The committee in its evening session rejected with 4-2 majority a controversial provision 1A in section 123 of the finance bill under which the FBR could collect 35 per cent tax of the value of an offshore asset not declared by a taxpayer in returns. The opposition senators were of the opinion that the clause was a move to regularise illegal foreign assets even though governments had been sacked on such allegations and appeared to be a continuation of the tax amnesty scheme.
The second session was, however, attended by Revenue Minister Hammad Azhar and the FBR chairman.

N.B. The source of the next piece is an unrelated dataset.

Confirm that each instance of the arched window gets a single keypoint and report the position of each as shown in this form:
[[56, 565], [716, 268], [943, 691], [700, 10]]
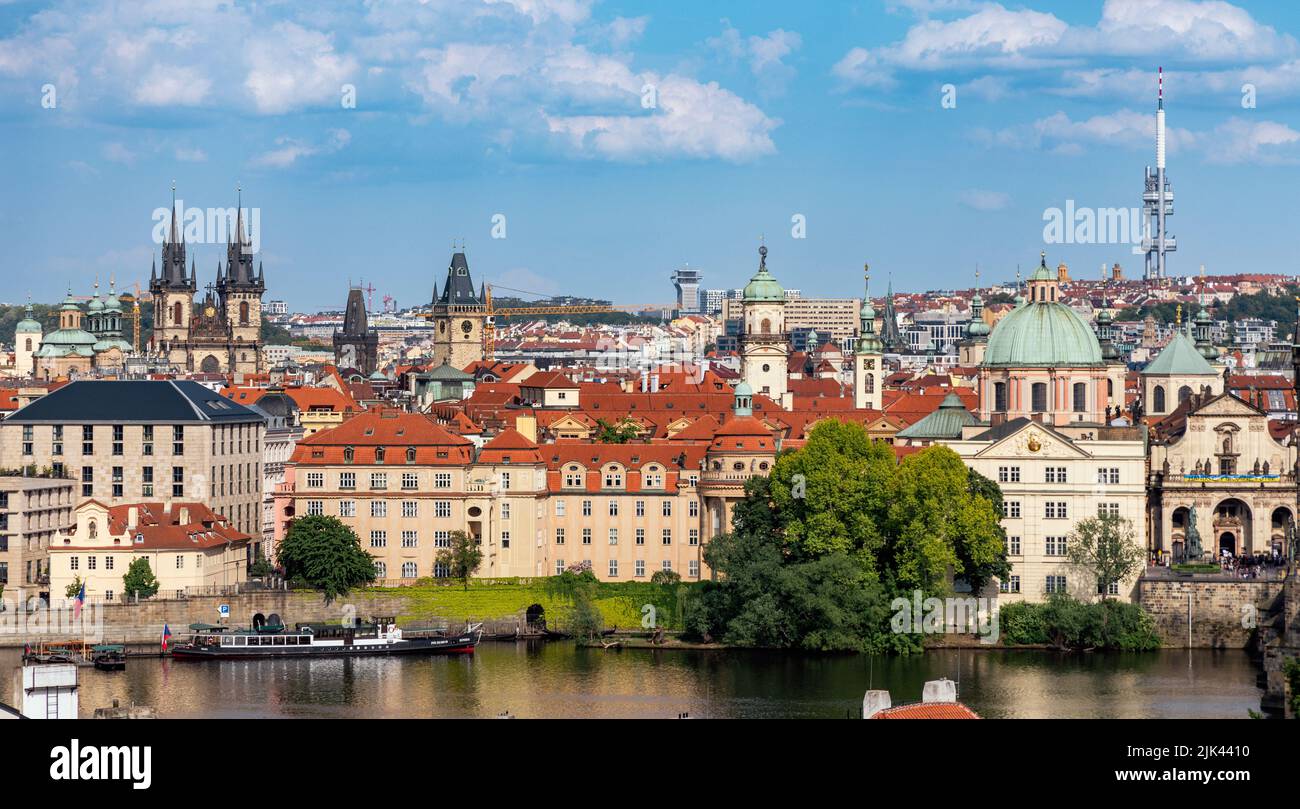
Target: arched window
[[1039, 397]]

The FBR team explained that the clause would help the revenue machinery recover 35pc tax on the asset within a month after finding the assets under exchange of information with 26 countries from where 152,000 cases had been received. This would not exonerate the proceedings of anti-money laundering laws or accountability laws on which other government agencies would be free to continue their process.
The committee unanimously rejected another clause that allowed sale of vehicles of up to 1,300cc engine to non-filers. The committee proposed that the sale of cars to non-filers should be limited to 800cc.

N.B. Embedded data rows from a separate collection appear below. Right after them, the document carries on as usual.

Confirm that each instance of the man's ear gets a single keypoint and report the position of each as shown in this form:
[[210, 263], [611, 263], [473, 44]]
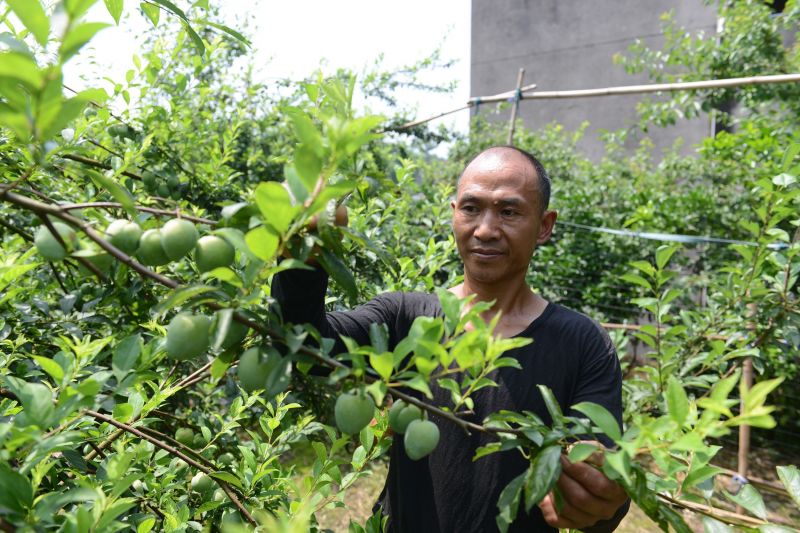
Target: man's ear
[[546, 227]]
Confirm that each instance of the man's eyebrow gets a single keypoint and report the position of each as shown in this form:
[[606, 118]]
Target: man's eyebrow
[[505, 202]]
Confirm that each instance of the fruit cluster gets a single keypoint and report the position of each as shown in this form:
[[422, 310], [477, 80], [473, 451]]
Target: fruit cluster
[[152, 247], [353, 411]]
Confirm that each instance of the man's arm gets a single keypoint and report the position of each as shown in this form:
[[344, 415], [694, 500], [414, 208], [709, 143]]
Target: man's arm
[[301, 297], [592, 502]]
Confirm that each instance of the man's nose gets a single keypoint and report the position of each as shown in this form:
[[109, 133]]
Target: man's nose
[[487, 228]]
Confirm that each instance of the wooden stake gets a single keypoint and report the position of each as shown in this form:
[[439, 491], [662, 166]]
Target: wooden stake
[[515, 108]]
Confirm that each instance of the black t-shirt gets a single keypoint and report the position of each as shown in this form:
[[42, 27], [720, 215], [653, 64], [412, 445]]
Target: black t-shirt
[[448, 491]]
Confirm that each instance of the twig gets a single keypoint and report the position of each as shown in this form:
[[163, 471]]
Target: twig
[[188, 460], [153, 210], [98, 164]]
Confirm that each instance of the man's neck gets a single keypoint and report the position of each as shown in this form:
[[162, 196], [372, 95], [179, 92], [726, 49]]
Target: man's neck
[[514, 300]]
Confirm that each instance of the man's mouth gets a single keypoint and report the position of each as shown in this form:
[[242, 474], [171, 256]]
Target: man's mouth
[[486, 253]]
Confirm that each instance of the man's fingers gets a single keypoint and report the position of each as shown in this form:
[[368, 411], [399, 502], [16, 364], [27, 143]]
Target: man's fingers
[[568, 518], [597, 457], [592, 480], [581, 504]]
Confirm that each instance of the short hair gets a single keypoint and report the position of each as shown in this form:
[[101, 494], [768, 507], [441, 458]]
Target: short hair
[[541, 173]]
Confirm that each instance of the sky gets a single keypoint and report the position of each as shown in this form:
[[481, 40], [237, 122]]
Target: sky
[[294, 38]]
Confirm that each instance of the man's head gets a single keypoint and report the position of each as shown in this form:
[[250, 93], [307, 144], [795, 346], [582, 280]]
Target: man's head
[[535, 164], [500, 214]]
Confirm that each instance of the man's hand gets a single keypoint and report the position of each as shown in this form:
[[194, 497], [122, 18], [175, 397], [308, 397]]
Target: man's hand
[[588, 495]]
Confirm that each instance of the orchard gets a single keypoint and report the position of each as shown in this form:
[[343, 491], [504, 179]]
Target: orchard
[[149, 381]]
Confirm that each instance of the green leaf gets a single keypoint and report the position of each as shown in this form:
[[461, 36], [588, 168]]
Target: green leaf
[[52, 368], [262, 243], [600, 416], [715, 526], [340, 273], [306, 131], [544, 473], [16, 492], [180, 296], [36, 400], [757, 394], [789, 156], [552, 405], [77, 37], [233, 33], [33, 16], [126, 353], [383, 363], [308, 165], [227, 477], [20, 67], [114, 8], [146, 525], [749, 498], [677, 402], [151, 11], [275, 205], [122, 412], [790, 477], [120, 193], [581, 451], [508, 502], [76, 8], [664, 254], [636, 279]]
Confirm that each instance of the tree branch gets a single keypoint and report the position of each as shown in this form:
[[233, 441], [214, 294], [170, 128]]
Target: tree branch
[[169, 449]]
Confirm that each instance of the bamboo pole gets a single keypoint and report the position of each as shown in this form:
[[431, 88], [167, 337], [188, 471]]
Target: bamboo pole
[[515, 108], [614, 91]]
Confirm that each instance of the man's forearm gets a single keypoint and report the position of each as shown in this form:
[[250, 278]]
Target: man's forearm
[[606, 526]]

Hammad Azhar said the exemption was allowed because of problems being faced by the automobile sector whose sales plunged by 25-27pc. He said it was a discrepancy that non-filers could be allowed to buy a property of up to Rs5 million, but not a car of 1,300cc and an attempt was made to remove this discrepancy.
He was reminded by his party colleague Mohsin Aziz that in previous meetings the FBR had justified the sale/purchase of a house to non-filers as a basic necessity, while a car of 1,300cc did not fall in that category.
After detailed discussion, the committee unanimously proposed that sale of cars to non-filers should not be allowed beyond 800cc.
The committee also rejected tax concessions to Pakistan Sports League franchises, saying such concessions in loss carry forward were not allowed to any other industry or business. Some senators alleged that the move was introduced to benefit Multan Sultan, a cricket team recently purchased by a ruling party leader.
The committee was informed that about Rs120 billion tax refunds were stuck up with the FBR for years. The government has decided to make cash refunds worth Rs40bn to old cases and clear remaining Rs80bn through three-year promissory notes that could be allowed collateral at a discount rate.